The User Operator creates a Secret `order-processor` containing the client certificate and key. Mount this into your consumer/producer pods.

## Monitoring with JMX and Prometheus

Enable JMX metrics export in the Kafka resource:

```yaml
spec:
  kafka:
    metricsConfig:
      type: jmxPrometheusExporter
      valueFrom:
        configMapKeyRef:
          name: kafka-metrics
          key: kafka-metrics-config.yml
```

Key metrics: `UnderReplicatedPartitions` (replication health), `OfflinePartitionsCount` (partitions without a leader), `MessagesInPerSec` (throughput), `RequestHandlerAvgIdlePercent` (broker load), and `kafka_log_Log_Size` (disk usage per partition).

## Common Issues

**Under-replicated partitions.** Causes: a broker is down, disk is slow, or network congestion. Check with `--describe --under-replicated-partitions` via kafka-topics.sh.

**Broker not joining the cluster.** Check headless Service DNS resolution and ensure no NetworkPolicy blocks inter-broker traffic on ports 9091 (replication) and 2181 (ZooKeeper).

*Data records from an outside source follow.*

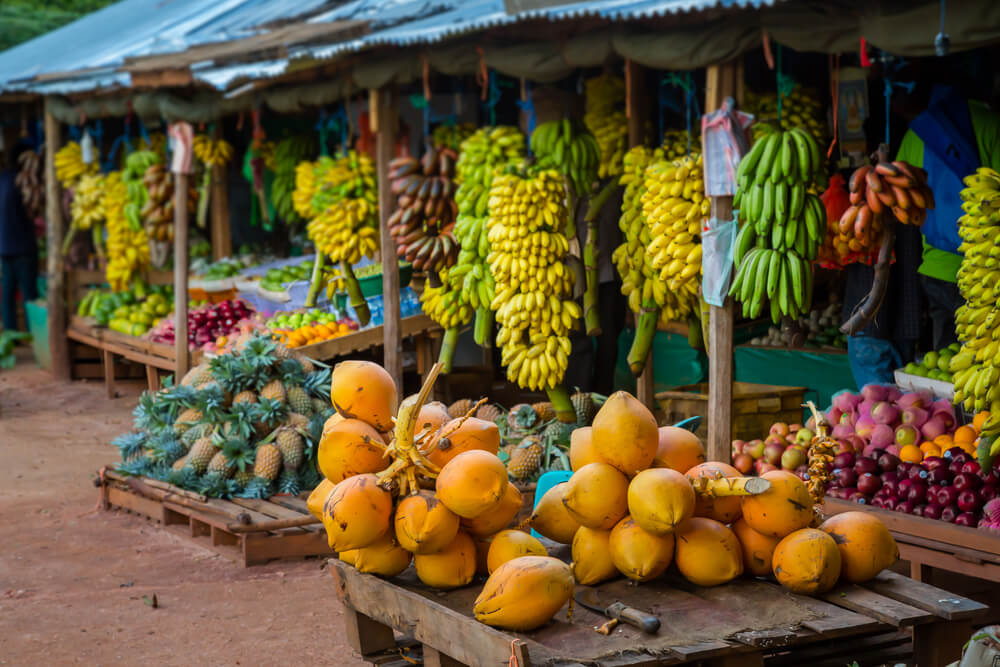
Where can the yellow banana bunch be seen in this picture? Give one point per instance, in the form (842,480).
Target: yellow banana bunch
(673,206)
(212,152)
(604,97)
(128,247)
(70,165)
(976,367)
(533,302)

**Disk full.** Brokers become unresponsive. Monitor PVC usage and set `log.retention.hours` and `log.retention.bytes`. To recover, expand the PVC or reduce retention and wait for cleanup.

**Consumer group rebalancing storms.** Frequently restarting consumer pods trigger rebalances that pause all consumers. Fix the root cause and increase `session.timeout.ms` and `max.poll.interval.ms` to tolerate brief interruptions.